Antwort von Lama Ole Nydahl:
Das ist eine Frage des Typs. Ich bin ein Handlungstyp, ich springe in alles rein. Für mich ist es natürlich, dass ich an allem in meiner Nähe in irgendeiner Weise teilnehme. Wenn es um Wachstum oder um die Richtung der Linie geht, also um überpersönliche Dinge geht, dann handle ich sofort. Das ist meine Verantwortung. Karmapa hat mir die Verantwortung dafür gegeben und da greife ich sofort ein. Wenn die Leute jedoch unbedingt mit dem Kopf durch die Wand rennen wollen und erst selbst herausfinden müssen, dass das nicht geht, halte ich mich raus. Auf dieser persönlichen Wachstumsebene mische ich mich nur ein, wenn die Leute das wünschen, wenn sie zu mir kommen und sagen „Lama, ich hab‘ ein Problem“. Natürlich gebe ich immer Zeichen, aber sind sie daran nicht interessiert und wollen es anders, dränge ich mich nicht auf.

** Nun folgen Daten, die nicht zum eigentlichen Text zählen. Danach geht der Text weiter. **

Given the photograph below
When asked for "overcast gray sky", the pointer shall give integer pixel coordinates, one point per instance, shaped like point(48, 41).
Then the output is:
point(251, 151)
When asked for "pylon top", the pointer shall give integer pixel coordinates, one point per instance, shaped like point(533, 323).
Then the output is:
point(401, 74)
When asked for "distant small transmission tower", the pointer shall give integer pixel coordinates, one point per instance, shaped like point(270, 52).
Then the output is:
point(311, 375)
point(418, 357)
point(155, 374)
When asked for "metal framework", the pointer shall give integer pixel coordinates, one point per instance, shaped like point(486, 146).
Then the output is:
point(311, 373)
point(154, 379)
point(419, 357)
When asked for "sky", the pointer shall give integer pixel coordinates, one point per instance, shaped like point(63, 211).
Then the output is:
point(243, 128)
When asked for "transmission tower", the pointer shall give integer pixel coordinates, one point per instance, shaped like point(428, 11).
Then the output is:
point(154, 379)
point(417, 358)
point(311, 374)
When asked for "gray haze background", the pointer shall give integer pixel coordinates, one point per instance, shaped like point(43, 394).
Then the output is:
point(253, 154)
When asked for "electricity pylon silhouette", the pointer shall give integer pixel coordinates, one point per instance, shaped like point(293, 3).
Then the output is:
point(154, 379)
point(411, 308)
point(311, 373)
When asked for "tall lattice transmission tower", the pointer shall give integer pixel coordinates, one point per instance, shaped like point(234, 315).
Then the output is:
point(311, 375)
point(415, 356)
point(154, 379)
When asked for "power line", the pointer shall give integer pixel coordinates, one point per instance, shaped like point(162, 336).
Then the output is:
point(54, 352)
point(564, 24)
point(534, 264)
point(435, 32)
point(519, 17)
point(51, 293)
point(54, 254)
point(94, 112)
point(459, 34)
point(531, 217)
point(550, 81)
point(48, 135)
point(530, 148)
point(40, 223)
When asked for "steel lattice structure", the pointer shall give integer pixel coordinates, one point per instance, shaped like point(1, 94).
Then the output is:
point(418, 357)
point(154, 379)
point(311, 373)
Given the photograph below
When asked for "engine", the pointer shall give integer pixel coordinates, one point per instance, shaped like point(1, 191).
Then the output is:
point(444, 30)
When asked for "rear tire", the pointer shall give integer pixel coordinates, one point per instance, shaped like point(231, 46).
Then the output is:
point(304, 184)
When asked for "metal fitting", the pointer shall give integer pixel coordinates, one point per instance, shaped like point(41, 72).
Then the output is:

Daran sieht man, dass wir keine Sekte sind. Denn Sekten halten ihre Leute ja schon bei der Stange. Wenn sie ein paar Wochen nicht da waren, kriegen sie einen Brief, nach weiteren zwei Wochen einen Anruf, dann kommen Besuche. Das machen wir überhaupt nicht. Die Leute können kommen und gehen, wann sie wollen, sich fernhalten, wenn sie eine Reinigung haben, und zurückkommen, wenn sie wieder offen sind. Bei uns läuft alles auf der Ebene von Selbstständigkeit. Natürlich sind wir Freunde und helfen, wenn wir wissen, dass jemand krank ist. Aber wenn jemand ein bisschen Zeit ohne Buddhismus braucht, laufen wir ihm nicht nach.
Man muss ein Gespür dafür kriegen, in welche Lage man gerne hineingeht. Man kriegt ein Gefühl, ob sich hier ein Lustspiel oder ein Trauerspiel entwickelt, etwas Nützliches oder etwas Schädliches. Und dann nimmt man im Lustspiel zwei Rollen an und lässt das Trauerspiel vorbeigehen. Je nach Funktion und innerer Einstellung merkt man auch, ob man durchgreifen sollte, um die Wesen zu schützen, oder nicht.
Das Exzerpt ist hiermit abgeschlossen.